I think we've finally figured him out. Four months later. Putting my feminist roots aside, I've been engrossed in the book Why Gender Matters: What Parents and Teachers Need to Know about the Emerging Science of Sex Differences by Leonard Sax. Let me preface this discussion by saying that my understanding of child development is quite slim, and I have not even finished this book let alone any of its critiques. So far, however, I am quite enjoying its explicit critique of the politically correct notion (one that I have believed whole heartedly) that gender is entirely socially constructed.

Basically, the author is putting forth the scientific evidence that boys and girls are simply hard-wired differently from our brains to the cells in our eyes. It is fascinating. I'm taking it to heart, too, making more efforts to wear the boy out every day with long walks and lots of play.

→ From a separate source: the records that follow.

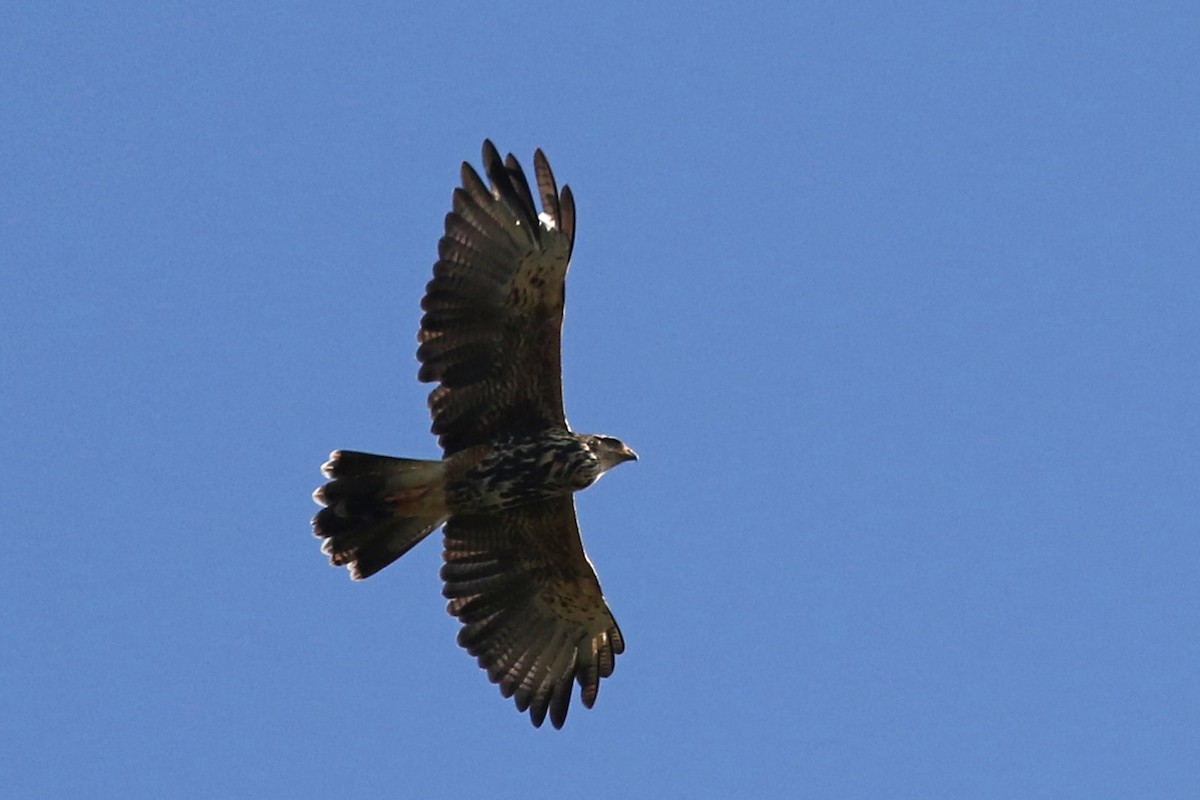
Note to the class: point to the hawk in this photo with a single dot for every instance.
(515, 572)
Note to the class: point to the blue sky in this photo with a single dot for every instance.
(898, 302)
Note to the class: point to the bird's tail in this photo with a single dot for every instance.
(377, 507)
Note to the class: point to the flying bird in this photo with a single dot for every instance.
(515, 571)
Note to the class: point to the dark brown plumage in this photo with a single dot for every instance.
(515, 571)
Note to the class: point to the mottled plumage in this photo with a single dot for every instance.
(515, 571)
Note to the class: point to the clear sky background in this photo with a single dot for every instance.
(898, 302)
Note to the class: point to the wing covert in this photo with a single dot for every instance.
(491, 334)
(531, 606)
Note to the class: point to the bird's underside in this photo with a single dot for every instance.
(515, 571)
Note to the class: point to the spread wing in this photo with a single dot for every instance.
(531, 605)
(493, 311)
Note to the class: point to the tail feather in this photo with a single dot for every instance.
(377, 509)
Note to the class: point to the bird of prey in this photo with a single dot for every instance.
(515, 571)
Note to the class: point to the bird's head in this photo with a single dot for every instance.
(610, 450)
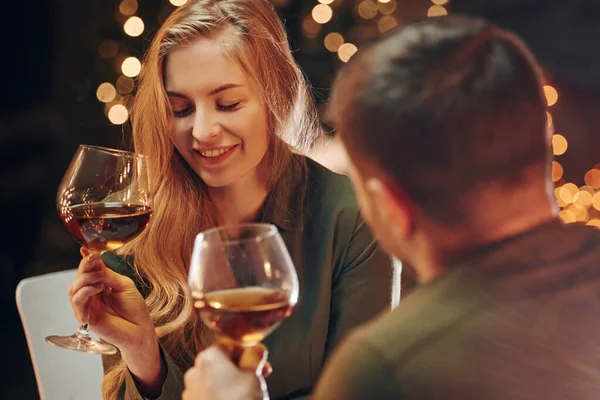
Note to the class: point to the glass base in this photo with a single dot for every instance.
(83, 344)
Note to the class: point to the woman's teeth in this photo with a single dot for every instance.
(214, 153)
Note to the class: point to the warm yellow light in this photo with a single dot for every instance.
(557, 171)
(387, 7)
(567, 216)
(592, 178)
(346, 51)
(551, 95)
(106, 92)
(549, 119)
(128, 7)
(559, 144)
(584, 198)
(596, 201)
(436, 11)
(367, 9)
(333, 41)
(594, 223)
(581, 213)
(310, 27)
(134, 26)
(322, 13)
(118, 114)
(131, 67)
(386, 23)
(125, 84)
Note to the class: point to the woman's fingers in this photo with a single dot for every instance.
(81, 299)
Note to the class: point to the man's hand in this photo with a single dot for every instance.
(215, 376)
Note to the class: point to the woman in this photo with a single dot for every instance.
(221, 103)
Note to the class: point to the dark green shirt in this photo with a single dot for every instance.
(518, 320)
(345, 279)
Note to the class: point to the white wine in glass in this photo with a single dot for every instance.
(243, 281)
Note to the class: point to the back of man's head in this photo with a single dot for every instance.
(443, 108)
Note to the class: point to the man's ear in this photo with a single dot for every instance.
(393, 206)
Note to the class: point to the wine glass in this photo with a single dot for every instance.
(103, 201)
(243, 281)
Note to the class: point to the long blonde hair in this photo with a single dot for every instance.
(181, 205)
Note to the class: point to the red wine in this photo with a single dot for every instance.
(105, 226)
(247, 314)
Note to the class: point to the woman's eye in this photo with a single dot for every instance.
(228, 107)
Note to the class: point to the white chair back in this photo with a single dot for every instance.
(44, 307)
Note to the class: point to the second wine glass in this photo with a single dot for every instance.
(243, 281)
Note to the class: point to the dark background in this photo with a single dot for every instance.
(51, 68)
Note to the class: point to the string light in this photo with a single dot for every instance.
(559, 145)
(551, 95)
(346, 51)
(333, 41)
(436, 11)
(367, 9)
(134, 26)
(131, 67)
(322, 13)
(118, 114)
(106, 92)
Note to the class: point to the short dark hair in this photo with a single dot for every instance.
(444, 106)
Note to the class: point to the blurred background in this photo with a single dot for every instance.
(69, 70)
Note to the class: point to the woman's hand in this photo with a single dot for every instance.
(116, 311)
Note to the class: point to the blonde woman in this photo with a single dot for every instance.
(223, 112)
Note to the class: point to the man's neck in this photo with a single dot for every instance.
(443, 246)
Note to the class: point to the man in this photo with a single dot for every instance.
(445, 125)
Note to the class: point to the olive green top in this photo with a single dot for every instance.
(345, 279)
(516, 320)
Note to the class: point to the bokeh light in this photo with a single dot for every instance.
(551, 95)
(322, 13)
(134, 26)
(106, 92)
(559, 144)
(436, 11)
(131, 67)
(333, 41)
(346, 51)
(367, 9)
(118, 114)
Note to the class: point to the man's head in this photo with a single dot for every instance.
(443, 121)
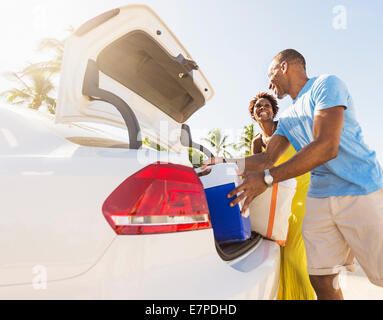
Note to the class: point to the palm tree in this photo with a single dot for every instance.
(246, 140)
(36, 80)
(196, 157)
(218, 142)
(32, 90)
(56, 48)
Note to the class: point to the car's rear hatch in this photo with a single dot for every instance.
(135, 62)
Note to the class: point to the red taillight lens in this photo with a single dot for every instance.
(160, 198)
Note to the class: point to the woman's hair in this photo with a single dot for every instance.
(268, 96)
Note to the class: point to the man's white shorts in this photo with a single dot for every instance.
(335, 230)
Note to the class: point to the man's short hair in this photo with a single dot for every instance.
(290, 56)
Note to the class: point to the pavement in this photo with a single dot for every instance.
(356, 286)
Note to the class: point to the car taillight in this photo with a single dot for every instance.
(160, 198)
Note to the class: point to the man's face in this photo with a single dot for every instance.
(277, 80)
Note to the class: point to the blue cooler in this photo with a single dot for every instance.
(228, 224)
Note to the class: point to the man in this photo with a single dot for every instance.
(344, 207)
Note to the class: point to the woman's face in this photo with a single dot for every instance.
(263, 110)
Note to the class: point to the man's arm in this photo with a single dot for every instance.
(327, 129)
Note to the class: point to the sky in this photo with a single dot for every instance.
(233, 42)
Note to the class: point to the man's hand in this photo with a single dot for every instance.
(252, 186)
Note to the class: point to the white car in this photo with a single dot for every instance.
(90, 213)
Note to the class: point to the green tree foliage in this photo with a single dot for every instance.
(33, 90)
(219, 143)
(34, 83)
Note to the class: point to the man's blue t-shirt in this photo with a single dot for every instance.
(355, 171)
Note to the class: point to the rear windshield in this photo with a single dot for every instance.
(139, 63)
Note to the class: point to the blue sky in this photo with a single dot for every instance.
(233, 43)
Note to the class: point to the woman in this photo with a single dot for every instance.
(294, 279)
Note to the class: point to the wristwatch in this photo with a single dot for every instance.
(268, 178)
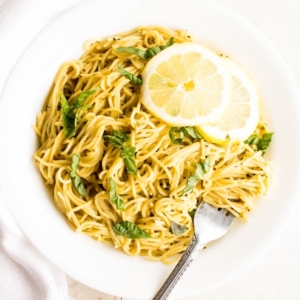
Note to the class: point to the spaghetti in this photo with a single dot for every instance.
(153, 197)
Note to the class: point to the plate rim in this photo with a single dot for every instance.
(69, 13)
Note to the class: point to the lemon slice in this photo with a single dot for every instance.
(186, 85)
(242, 115)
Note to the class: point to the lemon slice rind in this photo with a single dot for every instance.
(225, 129)
(176, 108)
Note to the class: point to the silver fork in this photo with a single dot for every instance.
(210, 224)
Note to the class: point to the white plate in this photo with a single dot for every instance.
(100, 266)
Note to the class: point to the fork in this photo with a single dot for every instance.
(210, 223)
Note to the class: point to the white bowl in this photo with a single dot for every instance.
(100, 266)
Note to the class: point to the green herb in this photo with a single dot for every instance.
(133, 50)
(191, 131)
(148, 53)
(113, 197)
(156, 49)
(201, 169)
(130, 231)
(130, 76)
(127, 154)
(177, 134)
(252, 140)
(263, 143)
(75, 178)
(118, 138)
(178, 229)
(192, 213)
(68, 114)
(82, 97)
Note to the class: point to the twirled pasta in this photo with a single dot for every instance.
(238, 174)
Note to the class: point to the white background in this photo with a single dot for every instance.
(277, 274)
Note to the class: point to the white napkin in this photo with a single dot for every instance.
(25, 274)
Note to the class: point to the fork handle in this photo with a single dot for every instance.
(188, 256)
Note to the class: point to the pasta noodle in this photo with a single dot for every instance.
(237, 176)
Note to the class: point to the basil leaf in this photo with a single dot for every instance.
(75, 178)
(155, 50)
(130, 76)
(192, 213)
(133, 50)
(179, 133)
(127, 154)
(75, 162)
(82, 97)
(201, 169)
(178, 229)
(192, 131)
(252, 140)
(148, 53)
(68, 116)
(130, 231)
(169, 43)
(118, 138)
(265, 141)
(113, 197)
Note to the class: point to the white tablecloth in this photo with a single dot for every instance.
(26, 274)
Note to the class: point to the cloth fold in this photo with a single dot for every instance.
(25, 274)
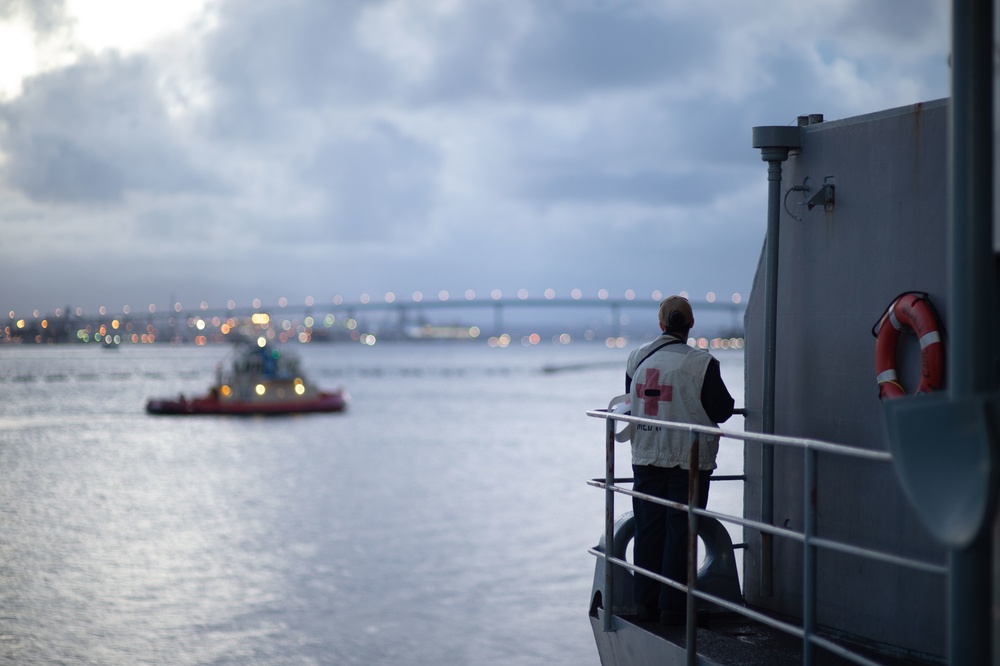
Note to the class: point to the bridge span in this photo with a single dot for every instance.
(389, 318)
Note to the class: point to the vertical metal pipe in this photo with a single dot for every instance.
(691, 628)
(770, 361)
(972, 296)
(809, 556)
(609, 522)
(774, 144)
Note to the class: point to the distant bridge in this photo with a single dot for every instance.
(388, 318)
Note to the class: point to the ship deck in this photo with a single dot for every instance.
(729, 639)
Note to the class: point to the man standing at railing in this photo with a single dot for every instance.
(669, 380)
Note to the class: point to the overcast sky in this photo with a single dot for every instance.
(242, 149)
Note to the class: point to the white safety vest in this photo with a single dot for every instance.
(667, 385)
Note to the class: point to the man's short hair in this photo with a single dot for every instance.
(675, 314)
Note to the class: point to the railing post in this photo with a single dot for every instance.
(809, 556)
(609, 522)
(692, 545)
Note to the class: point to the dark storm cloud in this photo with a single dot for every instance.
(90, 133)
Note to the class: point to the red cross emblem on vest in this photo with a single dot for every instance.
(652, 392)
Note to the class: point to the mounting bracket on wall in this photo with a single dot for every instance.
(824, 196)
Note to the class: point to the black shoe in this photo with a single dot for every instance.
(674, 619)
(670, 618)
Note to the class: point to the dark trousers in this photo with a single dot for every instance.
(661, 534)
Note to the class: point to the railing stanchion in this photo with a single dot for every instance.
(809, 556)
(609, 522)
(692, 545)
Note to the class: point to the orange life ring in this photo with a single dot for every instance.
(911, 310)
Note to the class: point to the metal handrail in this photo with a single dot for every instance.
(810, 542)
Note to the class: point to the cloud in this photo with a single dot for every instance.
(92, 132)
(316, 147)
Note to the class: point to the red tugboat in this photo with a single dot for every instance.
(258, 379)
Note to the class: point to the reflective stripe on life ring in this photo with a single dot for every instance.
(911, 310)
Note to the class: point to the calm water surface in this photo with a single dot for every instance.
(444, 519)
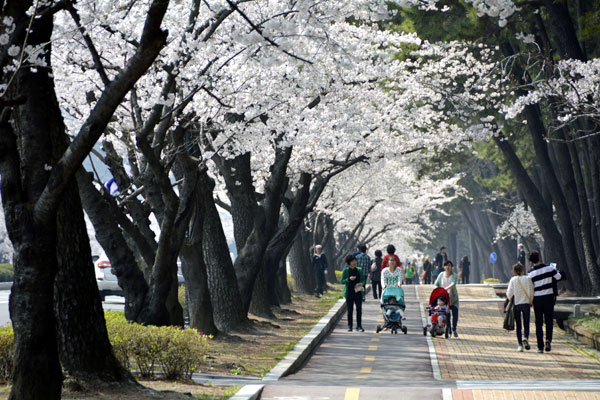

Let me also say that I'm not becoming a Lawrence Summers fan after reading this. I'd like to see a melding of the two theories, and, again, I'm not far enough in the book to say, but the author does not seem to condone sex(ist) stereotypes. He, for example discusses the concept of 'learned helplessness' which basically argues that we don't give our girls enough challenges so when they are faced with some they give up too easily. He just seems to be providing us information about biology and how we can deal with that as parents and teachers. For example, rather than trying to push away (some) boy's need for action and agression, we need to figure out creative ways to feed those desires.

I'd also love to see what anyone else thinks out there.

I just took the boy around the lake in the lovely 65 degree sunshine. He didn't sleep a wink while we were on the walk -- too much to see. But he's out cold now snoozing in the familiar.


Anonymous said...

Hi there!

The topic of gender and nature vs. nurture is something that is fascinating to me too.

A true story exploring this issue is documented in the book As Nature Made Him: The Boy Who Was Raised as a Girl by John Colapinto. There is a NOVA documentary by the same title available at the library.

The story really throws the politically correct notion (one that I had wholeheartedly embraced) out the window.

~ she who was named after a famous mythical princess

Anonymous said...

I'd be interested in checking this book out. One of my top 3 mom-related anxieties is about sex stereotyping in our culture and how it will screw up my daughter. I don't want her to turn 12 and exchange her library card for make-up and hoochie mama clothes.

I feel like I'm already constantly battling what I like to call the Sea of Pink that wants to engulf her in all things barbie. I was in Baby Gap today as a matter of fact and just shook my head at the aggressive separation of BOYS and GIRLS clothes. Boys' clothes look like they are made for running, climbing, and getting dirty. Girls' clothes are all about being cute and dainty.

It makes me want to scream.

Anyway, I'd like to be better educated about the whole nature/nuture thing myself.

giddings said...

Thank you oh Mythical Princess Librarian!

Having nurtured (pun intended) a keen interest in gender for quite some time now, I taped that NOVA program. Unbelievable story.

So far in Gender Matters, he claims that gender is a more important category than sexuality. For example, he claims that a 'masculine' girl has more in common with a 'feminine' girl than she does with -- and he makes this comparison, but I would not -- a gay boy. I wonder if he's looked at some of the biological studies that show some links between lesbian women and heterosexual men. I bring this up because in the book you mention, the boy who was raised as a girl comes out as a lesbian.


In college, for a literature class, I wrote a highly unappreciated paper focusing on the sexuality and level of sexual-ness in various author's texts ranging from Willa Cather to Kate Chopin. I'm really interested in the sex/sexuality/gender axes and if/how/where they overlap.

Anonymous said...

I totally believed that nurture was far more influencial....until.....I had a boy and a girl.

Now I appreciate nature a whole lot more! My daughter, being the youngest , is completely engulfed by boys' toys. And although she loves trains, trucks, cars, and sport equipment, she was completely overjoyed at age 3 to receive her first real "girl toys" doll, dollhouse, kitchenetc.

BTW, my 6 year old son plays with these toys just as much...he feeds the doll and changes it's diaper!